Overview

Transcription Features

// Introduction

Most downstream analytics processes rely on transcribed text, making speech-to-text one of the most valuable features in any contact center solution. The noises that are common in call centers – for example, other agents conversing in the background – the conversational flow often branching off in multiple directions, and poor quality telephone signals pose unique challenges in accurately transcribing calls. Powered by decades of research and billions of contact center interactions, ElevateAI by NICE provides unparalleled conversational accuracy and immediate access to transcripts, formatted phrase-by-phrase or punctuated, sentence-by-sentence.



// Models

As of 11/22/2024 we have introduced a new model, echo. echodelivers a significant leap in accuracy, outperforming our previous CX-focused model by 40%, ensuring superior transcription quality across every use case. To take advantage of the Echo model, add the body parameter model to your POST declare and set the value to echo as part of declaring an interaction.

NOTE: Currently the Echo model does not diarize between speakers, perform redaction or process for CX-AI. Future releases will move echo towards feature parity with the cxmodel.

Our current cxmodel can be utilized by omitting the model parameter or setting it to cx

// PII Redaction

NOTE: PII Redaction is performed on media processed with the CX transcription model. Media processed with Echo are not redacted.

Personally Identifiable Information (PII) associated with social social security numbers, credit card numbers and CVV numbers is automatically redacted prior to the transcription being stored or returned to you.



Details related to the timing, type, and confidence for each redacted segment are returned when retrieving either a phrase-by-phrase or punctuated transcript.
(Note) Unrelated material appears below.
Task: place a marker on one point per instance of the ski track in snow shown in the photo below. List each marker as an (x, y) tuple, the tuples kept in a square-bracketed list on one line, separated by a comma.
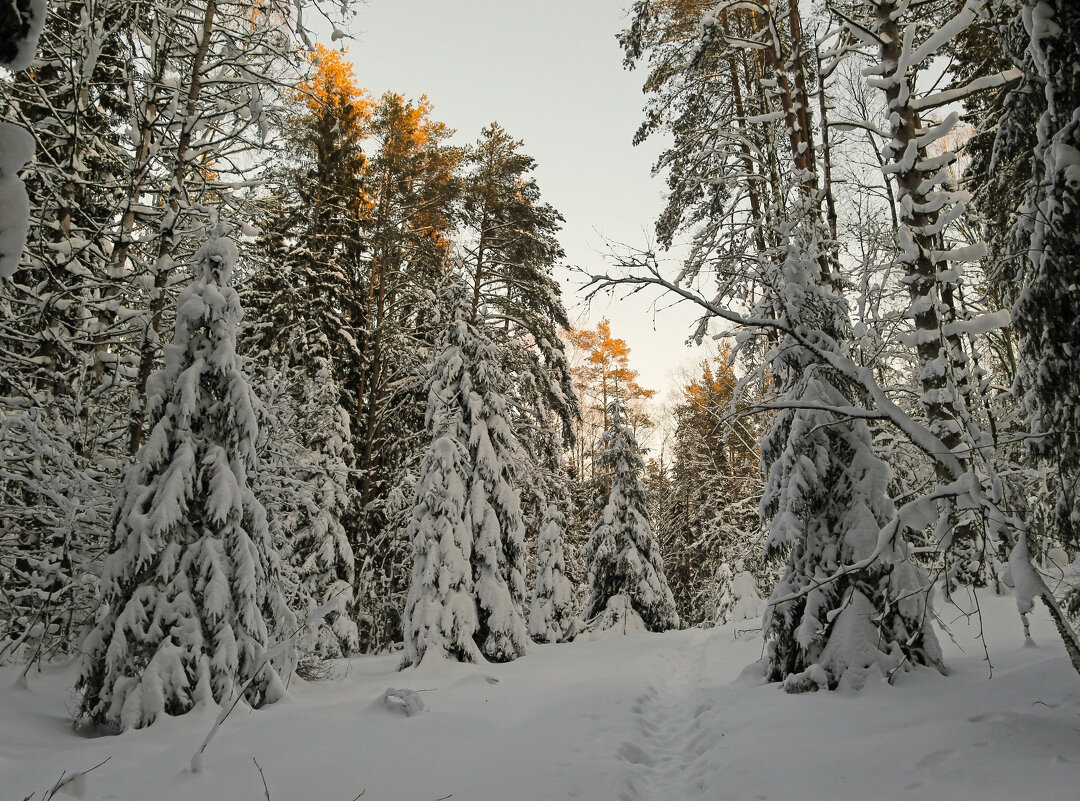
[(671, 755)]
Remember: All source data is deleted immediately and promptly upon processing. See data retention & security for additional detail



Sample Transcription Output



// Speaker Labels

ElevateAI automatically identifies and associates each phrase with a given participant (up to two) in the phrase-by-phrase and punctuated transcript.

Mono Audio Speaker Diarization

For single channel audio files processed with the CX transcription model, ElevateAI leverages speaker diarization to identify and label each phrase within the transcript as one from participantOne or participantTwo.

NOTE: This does not apply to mono media processed with the Echo transcription model.

Channel Labels

For dual channel audio files, such as a phone recording with the agent and customer on separate channels, ElevateAI will associate each phrase with a specific channel. Note that leveraging stereo recordings does not impact processing speed or fees.